Avec un bon traitement de la dépendance physique et une aide adaptée permettant de modifier leurs comportements et habitudes, les fumeurs disposent aujourd’hui de moyens efficaces pour arrêter de fumer.

Les substituts nicotiniques sont-ils efficaces ?
Les substituts nicotiniques sont des médicaments à base de nicotine vendus en pharmacie sans ordonnance. Leur efficacité dans le traitement de la dépendance physique est largement démontrée par les études scientifiques. Ce traitement double, voire triple les chances d’arrêt à un an. Lorsqu’il est suffisamment dosé et prolongé, il permet de diminuer les symptômes de manque de nicotine que le fumeur peut ressentir au début de l’arrêt. Il en existe de plusieurs formes : timbres (patchs) de différents dosages, gommes à mâcher, pastilles à laisser fondre ou à sucer, inhaleur. Le spray nasal n’est pas vendu en France.

Les substituts nicotiniques sont utilisables à partir de l’âge de 15 ans, et uniquement si l’adolescent est dépendant physiquement à la nicotine.

Une femme enceinte peut-elle utiliser des substituts nicotiniques ?
Depuis 1997, l’utilisation des substituts nicotiniques est autorisée sous contrôle médical chez les femmes enceintes et les femmes qui allaitent. Il est vivement conseillé de demander l’avis de son médecin, de son gynécologue-obstétricien ou d’un tabacologue.

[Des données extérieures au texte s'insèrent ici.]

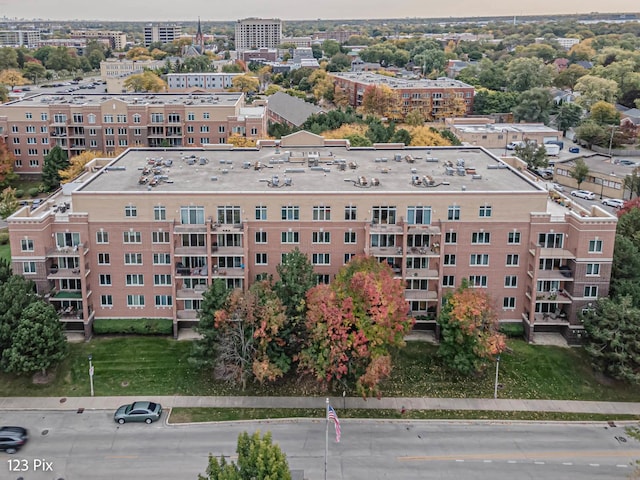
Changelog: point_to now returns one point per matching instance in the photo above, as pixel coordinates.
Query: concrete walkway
(111, 403)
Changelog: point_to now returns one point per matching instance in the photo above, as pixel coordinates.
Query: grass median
(148, 366)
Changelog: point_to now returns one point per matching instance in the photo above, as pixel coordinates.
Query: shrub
(512, 330)
(139, 326)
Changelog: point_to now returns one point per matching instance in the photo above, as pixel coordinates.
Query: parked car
(613, 202)
(138, 412)
(13, 439)
(586, 194)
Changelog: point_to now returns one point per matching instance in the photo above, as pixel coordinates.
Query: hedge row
(140, 326)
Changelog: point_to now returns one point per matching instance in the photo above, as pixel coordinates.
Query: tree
(579, 172)
(38, 341)
(534, 106)
(54, 162)
(612, 328)
(568, 116)
(353, 325)
(469, 330)
(534, 155)
(258, 458)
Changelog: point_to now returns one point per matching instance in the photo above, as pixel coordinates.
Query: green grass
(159, 366)
(191, 415)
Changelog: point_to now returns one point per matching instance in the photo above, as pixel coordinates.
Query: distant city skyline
(188, 10)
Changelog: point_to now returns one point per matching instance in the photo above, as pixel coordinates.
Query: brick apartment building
(431, 97)
(108, 123)
(145, 234)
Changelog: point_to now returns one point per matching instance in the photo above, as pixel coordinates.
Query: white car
(613, 202)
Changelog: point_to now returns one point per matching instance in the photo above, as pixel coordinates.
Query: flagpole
(326, 437)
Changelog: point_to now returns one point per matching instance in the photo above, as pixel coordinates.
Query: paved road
(91, 446)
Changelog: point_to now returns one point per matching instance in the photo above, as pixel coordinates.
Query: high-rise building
(256, 33)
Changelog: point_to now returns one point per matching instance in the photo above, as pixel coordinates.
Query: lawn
(159, 366)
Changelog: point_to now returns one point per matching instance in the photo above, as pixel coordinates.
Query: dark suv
(13, 439)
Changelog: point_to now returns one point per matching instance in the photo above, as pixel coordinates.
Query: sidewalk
(111, 403)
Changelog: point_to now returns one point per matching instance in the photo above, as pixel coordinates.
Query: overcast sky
(208, 10)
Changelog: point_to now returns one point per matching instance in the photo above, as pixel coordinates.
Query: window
(192, 215)
(102, 237)
(321, 259)
(134, 279)
(419, 215)
(485, 211)
(130, 211)
(479, 259)
(159, 212)
(290, 237)
(511, 281)
(513, 238)
(590, 291)
(229, 215)
(290, 213)
(131, 237)
(480, 237)
(513, 260)
(161, 258)
(350, 212)
(478, 281)
(133, 258)
(321, 213)
(28, 267)
(164, 300)
(384, 215)
(261, 212)
(595, 246)
(349, 237)
(453, 212)
(163, 279)
(593, 269)
(135, 300)
(160, 237)
(26, 245)
(321, 237)
(509, 303)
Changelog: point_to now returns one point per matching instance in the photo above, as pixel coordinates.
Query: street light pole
(91, 374)
(495, 390)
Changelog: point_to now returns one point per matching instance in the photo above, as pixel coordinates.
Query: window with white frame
(134, 279)
(135, 300)
(321, 259)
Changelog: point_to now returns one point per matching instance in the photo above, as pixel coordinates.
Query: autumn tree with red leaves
(469, 329)
(353, 325)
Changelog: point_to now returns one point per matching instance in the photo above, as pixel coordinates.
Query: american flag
(332, 415)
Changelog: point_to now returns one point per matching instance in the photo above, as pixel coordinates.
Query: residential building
(19, 38)
(114, 39)
(434, 98)
(486, 133)
(163, 33)
(108, 123)
(145, 234)
(256, 33)
(207, 82)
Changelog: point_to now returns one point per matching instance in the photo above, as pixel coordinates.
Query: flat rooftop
(80, 98)
(309, 169)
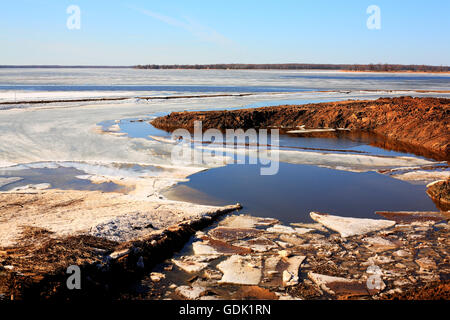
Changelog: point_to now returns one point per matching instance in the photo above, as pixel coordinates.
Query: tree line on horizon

Que dire du bupropion LP ?
Ce médicament ne peut être utilisé que sur prescription médicale en raison de ses contre-indications, effets indésirables et précautions d’emploi. Seul le médecin pourra juger de l’intérêt de ce médicament au cas par cas. Il est contre-indiqué chez la femme enceinte et le fumeur de moins de 18 ans.

Qu’est-ce que les thérapies comportementales et cognitives ?
Les thérapies comportementales et cognitives (TCC) sont des thérapies psychologiques qui aident les personnes à modifier un comportement ou un système de pensées. Ainsi, elles peuvent aider un fumeur à ne pas « craquer » pour une cigarette quand il voit un autre fumeur, à rompre avec certaines habitudes, à gérer son stress autrement qu’en fumant. Les TCC sont largement reconnues par les experts pour leur efficacité dans l’accompagnement de l’arrêt du tabac.

A ce jour, seuls les traitements substitutifs nicotiniques, les thérapies comportementales et cognitives et les traitements psychotropes ont donné la preuve scientifique de leur efficacité dans l’aide à l’arrêt du tabagisme.

Existe-t-il d’autres techniques efficaces ?
Il n’existe pas de méthode unique ni de traitement universel. Tous les fumeurs sont différents les uns des autres. Le meilleur traitement est donc celui qui est personnalisé et tient compte de la dépendance et des habitudes de chacun.

Certaines techniques n’ont fait preuve ni de leur efficacité, ni de leur inefficacité dans l’aide à l’arrêt du tabac. Il s’agit de l’acupuncture, de la mésothérapie, de l’homéopathie et de l’hypnose. Des aides complémentaires comme la relaxation, certains médicaments contre l’anxiété, l’utilisation de certaines plantes relaxantes peuvent soutenir certains fumeurs dans leur démarche. Enfin, il existe actuellement tout un ensemble de « méthodes » sans fondement scientifique. Certaines d’entre elles sont de véritables arnaques.